There were 88 residents in residence when two inspectors completed an unannounced visit on January 13 last. The centre is registered to accommodate 112 residents.

The centre was compliant in relation to regulations on training and staff development, notification of incidents, complaints procedure, record keeping, visits, risk management, individual assessment and care plan and health care.

It was substantially compliant for standards on staffing, governance and management, infection control, fire precautions and residents’ rights.

Mowlam Healthcare Services is participating in the management of the service and is operating the day-to-day running of the service.

HIQA stated the governance and management structure in place had been sufficiently strengthened since the last inspection.

The director of nursing was supported by an assistant director and both were working full-time in management roles. In addition, the person in charge (PIC) was also supported by three full-time clinical nurse managers.
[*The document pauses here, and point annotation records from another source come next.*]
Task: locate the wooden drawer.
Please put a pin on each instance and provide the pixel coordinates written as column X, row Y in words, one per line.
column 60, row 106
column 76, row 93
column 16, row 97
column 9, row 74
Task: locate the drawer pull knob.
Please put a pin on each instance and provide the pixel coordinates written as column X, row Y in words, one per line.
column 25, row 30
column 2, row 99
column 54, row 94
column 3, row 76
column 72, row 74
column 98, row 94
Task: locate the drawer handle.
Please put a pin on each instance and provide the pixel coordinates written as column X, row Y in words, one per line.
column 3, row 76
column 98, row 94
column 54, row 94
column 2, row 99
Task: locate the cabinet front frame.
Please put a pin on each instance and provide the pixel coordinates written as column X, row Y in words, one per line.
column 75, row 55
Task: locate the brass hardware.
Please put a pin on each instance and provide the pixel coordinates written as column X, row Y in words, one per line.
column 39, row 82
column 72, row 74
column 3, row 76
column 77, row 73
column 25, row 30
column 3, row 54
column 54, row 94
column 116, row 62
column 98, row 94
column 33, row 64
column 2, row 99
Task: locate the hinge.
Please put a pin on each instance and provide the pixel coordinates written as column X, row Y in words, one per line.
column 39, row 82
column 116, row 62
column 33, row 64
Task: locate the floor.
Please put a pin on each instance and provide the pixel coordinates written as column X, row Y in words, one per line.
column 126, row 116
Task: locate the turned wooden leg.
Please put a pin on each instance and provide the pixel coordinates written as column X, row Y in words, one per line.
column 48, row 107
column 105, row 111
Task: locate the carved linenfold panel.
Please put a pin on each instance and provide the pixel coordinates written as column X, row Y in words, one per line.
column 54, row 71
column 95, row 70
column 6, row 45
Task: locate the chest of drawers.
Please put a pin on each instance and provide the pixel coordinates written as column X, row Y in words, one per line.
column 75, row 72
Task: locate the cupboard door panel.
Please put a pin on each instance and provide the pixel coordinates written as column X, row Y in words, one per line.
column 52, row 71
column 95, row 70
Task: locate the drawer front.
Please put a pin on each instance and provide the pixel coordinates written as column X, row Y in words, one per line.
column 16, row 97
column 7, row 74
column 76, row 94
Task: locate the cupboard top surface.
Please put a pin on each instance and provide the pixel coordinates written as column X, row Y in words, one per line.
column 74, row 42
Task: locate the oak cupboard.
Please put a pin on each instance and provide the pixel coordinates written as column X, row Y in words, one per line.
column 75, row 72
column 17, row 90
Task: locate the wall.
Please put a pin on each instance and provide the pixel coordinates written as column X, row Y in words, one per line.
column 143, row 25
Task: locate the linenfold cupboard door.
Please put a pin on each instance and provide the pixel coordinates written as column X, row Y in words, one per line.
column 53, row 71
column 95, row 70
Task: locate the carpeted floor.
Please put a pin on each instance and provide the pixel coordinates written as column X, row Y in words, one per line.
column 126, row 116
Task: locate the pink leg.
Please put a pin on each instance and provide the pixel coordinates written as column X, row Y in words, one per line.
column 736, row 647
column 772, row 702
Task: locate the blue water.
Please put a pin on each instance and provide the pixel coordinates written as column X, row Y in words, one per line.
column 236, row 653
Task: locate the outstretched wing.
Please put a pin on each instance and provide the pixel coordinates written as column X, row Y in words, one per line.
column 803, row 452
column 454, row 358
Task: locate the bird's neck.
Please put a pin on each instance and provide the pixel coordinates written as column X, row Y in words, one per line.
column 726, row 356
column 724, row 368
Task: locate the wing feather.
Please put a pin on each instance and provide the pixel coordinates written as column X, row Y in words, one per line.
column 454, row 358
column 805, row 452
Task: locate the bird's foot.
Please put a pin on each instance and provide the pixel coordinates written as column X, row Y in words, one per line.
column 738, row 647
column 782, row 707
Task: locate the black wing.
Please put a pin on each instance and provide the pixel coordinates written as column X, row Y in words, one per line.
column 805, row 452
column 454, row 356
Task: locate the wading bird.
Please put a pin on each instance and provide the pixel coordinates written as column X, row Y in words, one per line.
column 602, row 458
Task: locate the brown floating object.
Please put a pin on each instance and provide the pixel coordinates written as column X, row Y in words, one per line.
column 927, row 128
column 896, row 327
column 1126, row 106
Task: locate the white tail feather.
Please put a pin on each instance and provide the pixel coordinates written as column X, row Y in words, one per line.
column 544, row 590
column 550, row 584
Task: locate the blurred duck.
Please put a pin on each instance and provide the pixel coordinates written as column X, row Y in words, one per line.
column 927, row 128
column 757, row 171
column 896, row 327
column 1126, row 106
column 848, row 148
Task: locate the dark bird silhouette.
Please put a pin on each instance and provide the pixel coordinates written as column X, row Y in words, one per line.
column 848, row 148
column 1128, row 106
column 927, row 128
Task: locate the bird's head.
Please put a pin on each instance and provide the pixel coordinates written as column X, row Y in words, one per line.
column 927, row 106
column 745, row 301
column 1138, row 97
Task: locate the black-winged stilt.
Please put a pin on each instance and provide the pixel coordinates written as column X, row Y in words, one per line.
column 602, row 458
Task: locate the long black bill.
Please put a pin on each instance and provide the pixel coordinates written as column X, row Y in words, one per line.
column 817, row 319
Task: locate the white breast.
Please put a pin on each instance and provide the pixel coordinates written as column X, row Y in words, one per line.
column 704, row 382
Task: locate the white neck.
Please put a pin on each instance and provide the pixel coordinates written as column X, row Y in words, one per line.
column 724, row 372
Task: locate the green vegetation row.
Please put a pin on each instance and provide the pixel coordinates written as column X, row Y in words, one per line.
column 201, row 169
The PIC had implemented Mowlam’s Auditing Management system (MAMS). The audit schedule covered a wide range of topics, including falls, restrictive practice, wound care, care plans and medication.
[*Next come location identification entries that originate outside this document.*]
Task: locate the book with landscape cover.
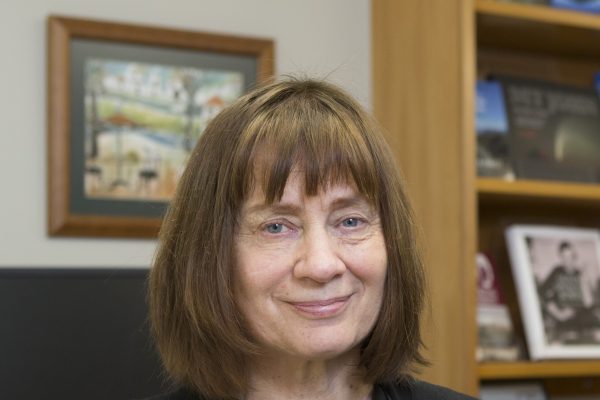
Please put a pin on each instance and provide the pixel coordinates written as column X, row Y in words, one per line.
column 493, row 151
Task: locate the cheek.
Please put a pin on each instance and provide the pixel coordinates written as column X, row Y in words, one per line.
column 370, row 263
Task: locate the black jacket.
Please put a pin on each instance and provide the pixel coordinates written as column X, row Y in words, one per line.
column 415, row 390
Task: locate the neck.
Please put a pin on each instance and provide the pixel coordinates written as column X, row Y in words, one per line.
column 292, row 378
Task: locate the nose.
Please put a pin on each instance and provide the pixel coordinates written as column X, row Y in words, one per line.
column 319, row 259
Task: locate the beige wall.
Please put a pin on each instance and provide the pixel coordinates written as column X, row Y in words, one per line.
column 313, row 37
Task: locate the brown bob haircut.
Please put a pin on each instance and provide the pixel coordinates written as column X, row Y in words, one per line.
column 318, row 129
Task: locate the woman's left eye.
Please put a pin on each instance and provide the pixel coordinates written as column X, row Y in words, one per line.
column 350, row 222
column 276, row 228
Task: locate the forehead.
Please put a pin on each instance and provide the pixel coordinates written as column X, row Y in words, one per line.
column 295, row 192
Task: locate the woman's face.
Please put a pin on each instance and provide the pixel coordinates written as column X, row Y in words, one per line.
column 310, row 270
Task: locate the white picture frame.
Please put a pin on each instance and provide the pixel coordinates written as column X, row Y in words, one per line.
column 556, row 272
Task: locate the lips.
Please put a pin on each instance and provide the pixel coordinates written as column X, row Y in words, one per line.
column 321, row 308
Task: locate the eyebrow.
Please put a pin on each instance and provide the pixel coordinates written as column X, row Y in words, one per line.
column 293, row 209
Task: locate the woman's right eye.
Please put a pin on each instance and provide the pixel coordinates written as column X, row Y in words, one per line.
column 276, row 227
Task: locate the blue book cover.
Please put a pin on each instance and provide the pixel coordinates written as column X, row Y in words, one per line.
column 493, row 153
column 592, row 6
Audits reviewed were seen to be thorough, and any actions that were needed to drive improvement were being progressed.

The management team was working together to oversee residents’ care and undertook reviews of the care and support being provided.
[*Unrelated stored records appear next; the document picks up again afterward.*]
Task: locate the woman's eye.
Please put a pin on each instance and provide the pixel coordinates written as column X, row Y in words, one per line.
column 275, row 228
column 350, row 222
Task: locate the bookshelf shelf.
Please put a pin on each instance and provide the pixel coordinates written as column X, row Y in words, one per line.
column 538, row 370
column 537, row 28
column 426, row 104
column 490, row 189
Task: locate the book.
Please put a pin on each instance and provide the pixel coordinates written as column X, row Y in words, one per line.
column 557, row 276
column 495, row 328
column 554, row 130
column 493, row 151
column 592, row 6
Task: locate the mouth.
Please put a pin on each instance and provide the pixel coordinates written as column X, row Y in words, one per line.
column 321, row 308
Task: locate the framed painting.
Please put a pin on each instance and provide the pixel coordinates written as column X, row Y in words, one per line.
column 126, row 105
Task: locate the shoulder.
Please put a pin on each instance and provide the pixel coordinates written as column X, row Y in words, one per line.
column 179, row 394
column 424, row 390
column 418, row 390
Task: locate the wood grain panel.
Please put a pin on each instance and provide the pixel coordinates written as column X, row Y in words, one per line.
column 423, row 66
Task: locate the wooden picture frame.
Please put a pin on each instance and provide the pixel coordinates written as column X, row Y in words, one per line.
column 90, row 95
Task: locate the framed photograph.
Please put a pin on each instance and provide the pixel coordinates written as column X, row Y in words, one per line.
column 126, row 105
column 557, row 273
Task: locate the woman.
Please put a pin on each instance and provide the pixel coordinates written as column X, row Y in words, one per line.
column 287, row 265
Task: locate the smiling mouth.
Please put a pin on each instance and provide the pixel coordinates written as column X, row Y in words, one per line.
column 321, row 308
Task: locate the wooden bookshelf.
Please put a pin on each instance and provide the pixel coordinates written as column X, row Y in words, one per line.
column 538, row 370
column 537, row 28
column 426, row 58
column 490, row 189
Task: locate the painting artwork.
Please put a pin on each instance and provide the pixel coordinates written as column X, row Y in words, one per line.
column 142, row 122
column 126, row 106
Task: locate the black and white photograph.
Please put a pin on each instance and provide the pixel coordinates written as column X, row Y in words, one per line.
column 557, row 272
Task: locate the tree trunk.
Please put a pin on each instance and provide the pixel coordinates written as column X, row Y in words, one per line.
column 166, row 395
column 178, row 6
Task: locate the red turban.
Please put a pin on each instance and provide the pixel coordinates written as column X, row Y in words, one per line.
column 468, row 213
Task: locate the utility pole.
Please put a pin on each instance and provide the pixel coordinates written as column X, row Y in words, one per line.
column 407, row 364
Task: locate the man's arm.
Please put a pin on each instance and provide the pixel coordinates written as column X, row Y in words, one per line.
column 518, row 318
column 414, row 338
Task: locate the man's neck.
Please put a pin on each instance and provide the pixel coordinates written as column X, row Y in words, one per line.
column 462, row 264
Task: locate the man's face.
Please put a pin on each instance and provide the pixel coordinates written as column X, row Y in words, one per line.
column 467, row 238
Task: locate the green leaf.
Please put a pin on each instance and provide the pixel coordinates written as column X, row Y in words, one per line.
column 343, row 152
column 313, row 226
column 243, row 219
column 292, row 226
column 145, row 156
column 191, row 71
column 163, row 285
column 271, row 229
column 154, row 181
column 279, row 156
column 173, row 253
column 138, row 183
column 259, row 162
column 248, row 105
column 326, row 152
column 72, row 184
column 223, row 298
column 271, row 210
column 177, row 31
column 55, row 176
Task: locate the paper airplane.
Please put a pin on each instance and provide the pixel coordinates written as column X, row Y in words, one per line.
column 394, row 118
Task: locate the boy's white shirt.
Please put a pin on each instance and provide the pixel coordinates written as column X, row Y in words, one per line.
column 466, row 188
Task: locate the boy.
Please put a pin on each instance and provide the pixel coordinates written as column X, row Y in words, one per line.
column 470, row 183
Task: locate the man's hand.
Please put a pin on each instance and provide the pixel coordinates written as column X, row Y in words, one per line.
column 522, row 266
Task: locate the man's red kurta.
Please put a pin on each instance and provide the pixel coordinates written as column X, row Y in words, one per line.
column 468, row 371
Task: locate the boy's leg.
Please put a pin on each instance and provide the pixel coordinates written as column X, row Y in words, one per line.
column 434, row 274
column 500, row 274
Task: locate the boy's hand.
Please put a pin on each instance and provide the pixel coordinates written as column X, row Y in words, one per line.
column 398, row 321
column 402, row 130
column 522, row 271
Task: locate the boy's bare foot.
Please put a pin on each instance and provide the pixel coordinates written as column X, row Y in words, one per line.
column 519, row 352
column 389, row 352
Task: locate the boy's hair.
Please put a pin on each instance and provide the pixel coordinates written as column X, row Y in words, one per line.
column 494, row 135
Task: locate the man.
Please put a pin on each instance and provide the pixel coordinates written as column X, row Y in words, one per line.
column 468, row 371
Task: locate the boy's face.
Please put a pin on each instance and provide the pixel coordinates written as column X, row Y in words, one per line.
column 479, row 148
In response to issues raised by HIQA, the centre confirmed there is a robust recruitment plan in place to address identified staffing deficits.

The roster is reviewed on an ongoing basis to ensure that staffing levels and skill mix are always sufficient to meet residents’ assessed care needs and to provide required services. Agency staff is used to fill any vacant shifts.

The PIC will ensure that equipment has a cleaning record attached to it which staff will complete once equipment has been cleaned. Any equipment deemed to be unfit for use will be de-commissioned and replaced.

The PIC will ensure that a full review of all fire doors is completed and will ensure that seals are replaced as necessary.

Overall, residents provided positive feedback to the inspectors. Residents said that they were satisfied with the care and service provided. Some residents stated that the staff were very kind and caring, they were well looked after and they were happy living in the centre.

When residents were asked about the staff, one resident stated ‘’they never let me down.’’

Residents spoken with were satisfied with the time it took to have their call-bells answered.

During the last inspection, inspectors found that the timing of meals had been very early in the day and that meals were task driven and not a social engagement.

The most recent residents’ survey held on January 4 and 6, 2022 identified that the timing of the serving of meals continued to be a source of dissatisfaction for some residents.

While some progress had been made, inspectors found that further action is required. This was discussed with the management team who were committed to addressing the dissatisfaction.